David Alan Mamet (; born November 30, 1947) is an American playwright, filmmaker, and author. He won a Pulitzer Prize and received Tony nominations for his plays Glengarry Glen Ross (1984) and Speed-the-Plow (1988). He first gained critical acclaim for a trio of off-Broadway 1970s plays: The Duck Variations, Sexual Perversity in Chicago, and American Buffalo. His plays Race and The Penitent, respectively, opened on Broadway in 2009 and previewed off-Broadway in 2017.
Feature films that Mamet both wrote and directed include House of Games (1987), Homicide (1991), The Spanish Prisoner (1997), and his biggest commercial success, Heist (2001). His screenwriting credits include The Postman Always Rings Twice (1981), The Verdict (1982), The Untouchables (1987), Hoffa (1992), Wag the Dog (1997), and Hannibal (2001). Mamet himself wrote the screenplay for the 1992 adaptation of Glengarry Glen Ross, and wrote and directed the 1994 adaptation of his play Oleanna (1992). He created and produced the CBS series The Unit (2006–2009).

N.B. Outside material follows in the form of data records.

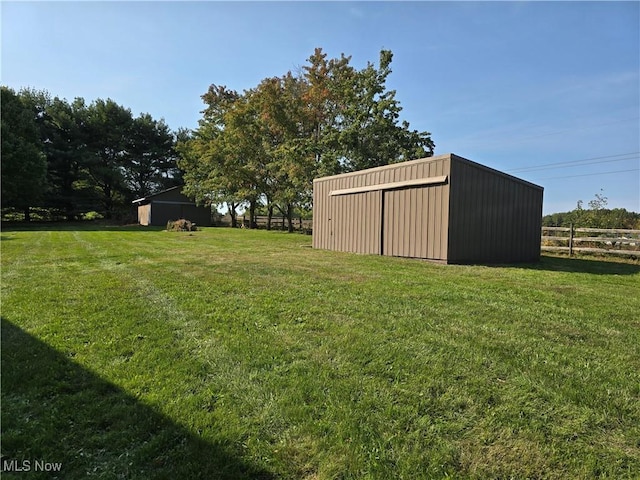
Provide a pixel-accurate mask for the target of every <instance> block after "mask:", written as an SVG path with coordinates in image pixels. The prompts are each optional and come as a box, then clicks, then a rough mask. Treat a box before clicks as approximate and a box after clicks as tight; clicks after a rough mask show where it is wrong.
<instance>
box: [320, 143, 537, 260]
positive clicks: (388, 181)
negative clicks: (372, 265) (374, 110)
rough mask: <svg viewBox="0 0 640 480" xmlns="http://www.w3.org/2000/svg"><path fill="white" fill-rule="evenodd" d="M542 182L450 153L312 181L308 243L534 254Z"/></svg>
mask: <svg viewBox="0 0 640 480" xmlns="http://www.w3.org/2000/svg"><path fill="white" fill-rule="evenodd" d="M542 195H543V188H542V187H540V186H538V185H534V184H533V183H529V182H527V181H525V180H522V179H519V178H516V177H514V176H511V175H508V174H506V173H503V172H500V171H498V170H494V169H492V168H489V167H486V166H484V165H480V164H479V163H476V162H472V161H470V160H467V159H465V158H462V157H459V156H457V155H454V154H446V155H439V156H435V157H429V158H423V159H420V160H412V161H408V162H402V163H396V164H391V165H385V166H383V167H377V168H371V169H367V170H361V171H357V172H352V173H345V174H342V175H334V176H331V177H323V178H317V179H315V180H314V181H313V247H314V248H320V249H326V250H337V251H343V252H354V253H367V254H377V255H389V256H398V257H413V258H424V259H428V260H434V261H439V262H443V263H511V262H533V261H538V260H539V258H540V231H541V227H542Z"/></svg>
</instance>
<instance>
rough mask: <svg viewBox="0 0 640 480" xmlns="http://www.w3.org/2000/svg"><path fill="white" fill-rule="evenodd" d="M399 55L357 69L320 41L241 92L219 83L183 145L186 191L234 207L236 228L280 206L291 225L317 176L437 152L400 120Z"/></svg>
mask: <svg viewBox="0 0 640 480" xmlns="http://www.w3.org/2000/svg"><path fill="white" fill-rule="evenodd" d="M392 57H393V54H392V52H391V51H389V50H382V51H381V52H380V58H379V64H378V66H375V65H374V64H372V63H370V62H369V63H367V65H366V67H364V68H362V69H360V70H358V69H356V68H354V67H353V66H352V65H351V64H350V62H351V57H347V56H345V55H344V54H343V55H341V56H340V57H339V58H333V59H329V58H327V54H326V53H324V52H323V51H322V49H320V48H317V49H316V50H315V51H314V53H313V55H311V56H310V57H309V58H308V59H307V63H306V64H305V65H304V66H303V67H302V68H300V69H299V70H298V72H296V73H292V72H291V71H289V72H287V73H286V74H284V75H282V76H279V77H271V78H265V79H264V80H262V81H261V82H260V83H259V84H258V85H257V86H255V87H254V88H250V89H248V90H245V91H243V92H242V93H240V92H238V91H236V90H233V89H229V88H227V87H226V86H221V85H215V84H214V85H211V86H210V87H209V89H208V91H207V92H206V93H205V94H204V95H202V100H203V102H204V104H205V109H204V111H203V112H202V114H203V116H202V118H201V119H200V121H199V126H198V128H196V129H195V130H194V131H192V132H190V135H189V137H188V138H183V139H181V140H180V141H179V142H178V144H177V147H176V149H177V151H178V152H179V154H180V157H179V159H178V166H179V167H180V168H181V169H182V170H183V172H184V174H183V175H184V182H185V188H184V192H185V193H186V194H188V195H190V196H192V197H194V198H195V199H196V200H197V201H198V202H199V203H202V204H206V205H214V206H217V207H220V206H226V208H227V211H228V213H229V215H230V216H231V219H232V223H233V224H234V226H235V223H236V216H237V213H238V210H239V209H240V208H243V209H246V210H247V211H248V214H249V218H250V219H253V218H254V217H255V214H256V212H257V211H258V210H266V213H267V216H268V218H269V219H270V218H271V216H272V215H273V214H274V211H277V212H278V213H280V214H281V215H283V216H284V217H286V218H287V219H288V223H289V229H290V230H291V229H292V228H293V226H292V217H293V214H294V210H298V213H301V212H304V211H308V210H309V209H310V208H311V202H312V187H313V179H314V178H316V177H319V176H324V175H331V174H338V173H344V172H349V171H354V170H360V169H364V168H370V167H376V166H380V165H386V164H389V163H395V162H401V161H405V160H411V159H416V158H422V157H428V156H431V155H432V154H433V149H434V143H433V141H432V140H431V135H430V133H428V132H419V131H417V130H412V129H410V126H409V123H408V122H406V121H400V112H401V110H402V108H401V106H400V103H399V101H398V100H397V99H396V98H395V95H396V92H395V91H394V90H389V89H388V88H387V86H386V81H387V78H388V76H389V75H390V73H391V68H390V66H391V61H392ZM251 223H253V222H251ZM267 228H269V222H268V224H267Z"/></svg>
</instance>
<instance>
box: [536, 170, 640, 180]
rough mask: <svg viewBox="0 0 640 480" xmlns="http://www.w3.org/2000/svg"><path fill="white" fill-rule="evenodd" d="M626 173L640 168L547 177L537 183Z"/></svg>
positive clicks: (542, 179)
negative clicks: (562, 176) (550, 180)
mask: <svg viewBox="0 0 640 480" xmlns="http://www.w3.org/2000/svg"><path fill="white" fill-rule="evenodd" d="M626 172H640V168H632V169H631V170H615V171H613V172H598V173H583V174H580V175H567V176H564V177H546V178H539V179H537V180H535V181H540V180H556V179H559V178H575V177H592V176H596V175H610V174H612V173H626Z"/></svg>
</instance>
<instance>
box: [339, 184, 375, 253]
mask: <svg viewBox="0 0 640 480" xmlns="http://www.w3.org/2000/svg"><path fill="white" fill-rule="evenodd" d="M381 197H382V192H381V191H373V192H365V193H356V194H353V195H338V196H332V197H329V205H330V217H329V219H328V225H329V232H328V235H329V242H328V243H329V247H328V248H329V249H331V250H337V251H341V252H353V253H369V254H380V233H381V228H380V219H381V215H380V212H381Z"/></svg>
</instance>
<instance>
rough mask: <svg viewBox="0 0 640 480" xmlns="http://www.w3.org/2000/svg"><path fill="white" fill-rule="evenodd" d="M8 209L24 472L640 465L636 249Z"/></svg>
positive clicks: (222, 471) (307, 474)
mask: <svg viewBox="0 0 640 480" xmlns="http://www.w3.org/2000/svg"><path fill="white" fill-rule="evenodd" d="M3 227H4V228H3V232H2V243H1V245H2V252H1V253H2V462H3V468H4V469H5V470H12V473H7V472H6V471H5V472H4V473H3V478H18V479H23V478H64V479H74V478H86V477H95V478H105V479H120V478H122V479H124V478H126V479H134V478H137V479H147V478H166V479H180V478H202V479H216V478H221V479H225V478H227V479H237V478H261V479H280V478H284V479H309V480H311V479H314V480H315V479H334V478H336V479H337V478H340V479H347V478H353V479H361V478H372V479H373V478H375V479H386V478H389V479H419V478H434V479H439V478H447V477H451V478H492V479H493V478H505V479H506V478H517V479H521V478H571V479H579V478H585V479H586V478H611V479H620V478H630V479H631V478H633V479H636V478H640V267H639V266H638V263H635V264H634V263H619V262H613V261H606V260H603V259H586V258H583V259H569V258H556V257H543V258H542V261H541V262H540V263H539V264H533V265H515V266H495V267H488V266H443V265H435V264H431V263H428V262H424V261H418V260H409V259H400V258H389V257H379V256H361V255H352V254H344V253H337V252H328V251H319V250H314V249H312V248H310V245H311V237H308V236H304V235H299V234H292V235H288V234H284V233H279V232H266V231H247V230H232V229H214V228H210V229H204V230H202V231H197V232H193V233H191V234H189V233H184V234H183V233H168V232H164V231H160V230H157V229H155V230H154V229H144V228H117V227H113V228H110V227H94V228H91V227H65V226H58V225H52V226H50V227H47V228H33V229H22V230H19V229H11V228H10V227H8V226H7V225H4V226H3ZM12 462H13V463H12ZM23 462H28V463H23ZM37 462H40V463H37ZM42 462H47V463H49V464H53V463H56V462H57V463H60V464H61V466H60V469H61V471H60V472H59V473H55V472H52V471H49V472H47V471H45V465H44V463H42ZM22 467H25V468H23V471H22V472H20V471H16V470H18V469H19V468H22ZM36 467H38V468H36ZM51 468H54V467H52V466H51V465H50V469H51ZM27 470H28V471H27Z"/></svg>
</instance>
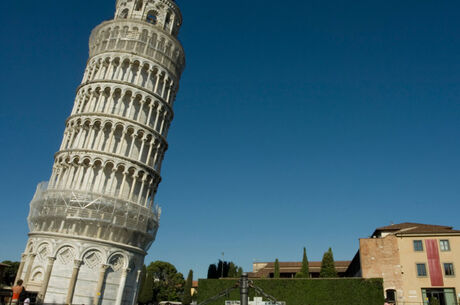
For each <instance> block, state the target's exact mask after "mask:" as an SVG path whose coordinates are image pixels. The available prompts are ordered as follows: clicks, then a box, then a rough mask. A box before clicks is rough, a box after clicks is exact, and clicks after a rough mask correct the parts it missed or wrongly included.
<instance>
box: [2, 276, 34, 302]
mask: <svg viewBox="0 0 460 305" xmlns="http://www.w3.org/2000/svg"><path fill="white" fill-rule="evenodd" d="M23 283H24V282H23V280H18V281H17V283H16V286H14V287H13V288H12V289H11V290H12V292H13V295H12V296H11V297H8V298H1V299H0V303H1V304H4V305H30V298H29V294H28V293H27V291H26V289H25V287H24V286H23V285H22V284H23Z"/></svg>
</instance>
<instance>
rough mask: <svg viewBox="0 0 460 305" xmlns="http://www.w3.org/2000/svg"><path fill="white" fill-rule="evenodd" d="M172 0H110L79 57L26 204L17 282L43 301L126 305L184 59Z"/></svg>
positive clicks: (129, 292)
mask: <svg viewBox="0 0 460 305" xmlns="http://www.w3.org/2000/svg"><path fill="white" fill-rule="evenodd" d="M181 24H182V16H181V13H180V10H179V8H178V6H177V4H176V3H175V1H173V0H118V1H117V3H116V12H115V17H114V19H113V20H110V21H106V22H103V23H102V24H100V25H99V26H97V27H96V28H95V29H94V30H93V31H92V33H91V37H90V41H89V48H90V50H89V60H88V62H87V66H86V70H85V73H84V76H83V80H82V83H81V85H80V86H79V87H78V89H77V93H76V98H75V104H74V107H73V110H72V113H71V115H70V117H69V118H68V119H67V121H66V129H65V132H64V137H63V140H62V145H61V147H60V149H59V151H58V152H57V153H56V154H55V162H54V165H53V170H52V174H51V178H50V180H49V182H47V183H41V184H39V186H38V187H37V191H36V193H35V195H34V197H33V199H32V202H31V204H30V214H29V217H28V223H29V228H30V233H29V240H28V243H27V246H26V250H25V252H24V254H23V255H22V259H21V264H20V268H19V271H18V276H17V279H19V278H21V279H23V280H24V282H25V286H26V288H27V290H29V291H35V292H37V293H38V301H39V302H41V303H46V304H85V305H88V304H94V305H99V304H104V305H105V304H113V305H121V304H126V305H131V304H133V303H134V302H135V300H136V298H137V294H138V289H139V287H138V286H139V279H140V275H141V270H142V266H143V263H144V257H145V255H146V251H147V250H148V249H149V247H150V246H151V244H152V243H153V241H154V240H155V235H156V232H157V230H158V226H159V217H160V209H159V208H158V207H157V206H156V205H155V204H154V197H155V193H156V192H157V188H158V184H159V183H160V181H161V177H160V171H161V164H162V161H163V157H164V154H165V152H166V150H167V148H168V144H167V142H166V137H167V134H168V130H169V126H170V124H171V121H172V119H173V104H174V100H175V96H176V93H177V91H178V87H179V79H180V76H181V72H182V70H183V68H184V65H185V59H184V51H183V49H182V46H181V44H180V42H179V41H178V40H177V38H176V37H177V35H178V32H179V28H180V26H181Z"/></svg>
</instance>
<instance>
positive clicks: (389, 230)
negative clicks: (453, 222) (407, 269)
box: [375, 222, 460, 234]
mask: <svg viewBox="0 0 460 305" xmlns="http://www.w3.org/2000/svg"><path fill="white" fill-rule="evenodd" d="M388 231H391V232H392V233H394V234H423V233H460V231H459V230H453V228H452V227H449V226H439V225H429V224H422V223H412V222H404V223H400V224H394V225H390V226H385V227H380V228H377V229H376V230H375V232H376V233H377V232H388Z"/></svg>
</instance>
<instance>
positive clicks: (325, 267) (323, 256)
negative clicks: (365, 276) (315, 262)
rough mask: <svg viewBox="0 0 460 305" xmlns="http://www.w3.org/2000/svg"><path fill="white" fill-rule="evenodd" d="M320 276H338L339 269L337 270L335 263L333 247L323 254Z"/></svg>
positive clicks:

Mamet's books include: On Directing Film (1991), a commentary and dialogue about film-making; The Old Religion (1997), a novel about the lynching of Leo Frank; Five Cities of Refuge: Weekly Reflections on Genesis, Exodus, Leviticus, Numbers and Deuteronomy (2004), a Torah commentary with Rabbi Lawrence Kushner; The Wicked Son (2006), a study of Jewish self-hatred and antisemitism; Bambi vs. Godzilla, a commentary on the movie business; The Secret Knowledge: On the Dismantling of American Culture (2011), a commentary on cultural and political issues; Three War Stories (2013), a trio of novellas about the physical and psychological effects of war; and Everywhere an Oink Oink: An Embittered, Dyspeptic, and Accurate Report of Forty Years in Hollywood (2023), an autobiographical account of his experiences in Hollywood.